The IEA's conclusions are partly backed by the Organization of the Petroleum Exporting Countries, which acknowledged for the first time last week that shale oil would significantly diminish its share of the U.S. market.


OPEC said the U.S. would import less than two million barrels a day in 2035, almost three-quarters less than it does today.


That isn't to say OPEC's role will be marginalized globally. The organization's share of global production will increase to 50% in 2035 from 42% today, with much of it going to Asia, according to the IEA.


It said the U.S. need for oil imports from the Middle East will fall to almost zero in the next 10 years, while almost 90% of Middle Eastern oil exports will go to Asia by 2035, creating a new trade axis. The IEA hinted that U.S. energy independence could redefine military alliances, with Asian nations replacing the U.S. in securing oil shipping lanes from the Persian Gulf.


"Asian countries should have much greater interest in the stability and security of their suppliers in the Middle East," said Richard Jones, deputy executive director at the IEA.

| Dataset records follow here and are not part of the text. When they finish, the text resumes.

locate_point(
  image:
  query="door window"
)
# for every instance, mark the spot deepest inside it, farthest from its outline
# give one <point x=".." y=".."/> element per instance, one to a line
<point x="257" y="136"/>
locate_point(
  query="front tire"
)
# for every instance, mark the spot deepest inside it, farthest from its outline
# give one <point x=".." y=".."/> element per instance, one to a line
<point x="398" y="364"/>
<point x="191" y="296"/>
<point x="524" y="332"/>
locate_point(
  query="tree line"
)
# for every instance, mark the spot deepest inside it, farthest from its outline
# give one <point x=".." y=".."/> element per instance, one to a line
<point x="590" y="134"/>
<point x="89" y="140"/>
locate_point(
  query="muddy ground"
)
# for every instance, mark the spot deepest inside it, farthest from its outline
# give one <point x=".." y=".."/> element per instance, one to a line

Some in the U.S. are already questioning the reasons for keeping U.S. warships in the Persian Gulf. "It's insane that we have the Fifth Fleet of the U.S. Navy tied up there to protect oil that ends up in China and Europe," T. Boone Pickens, chief executive of energy-focused hedge fund BP Capital Management, was quoted as saying last week in the U.S. magazine Parade.


The IEA said, however, that U.S. primacy in world oil production could prove short-lived.


"If no new [U.S.] resources are discovered and if the [oil] prices are not as high as today, then we may see Saudi Arabia coming back as the first producer again," said Faith Birol, chief economist and director of global energy economics at IEA.


The IEA warned that the emergence of shale gas as a game changer in global energy has a downside risk, in that it will contribute to increased competition for water resources needed for energy projects.


Shale oil and gas are extracted by pumping water, sand and chemicals into the ground at high pressure to crack rocks open, a process known as hydraulic fracturing, or "fracking."


But the intensive use of water, "will increasingly impose additional costs," and could "threaten the viability of projects" for shale oil and gas, and also biofuels, the agency said.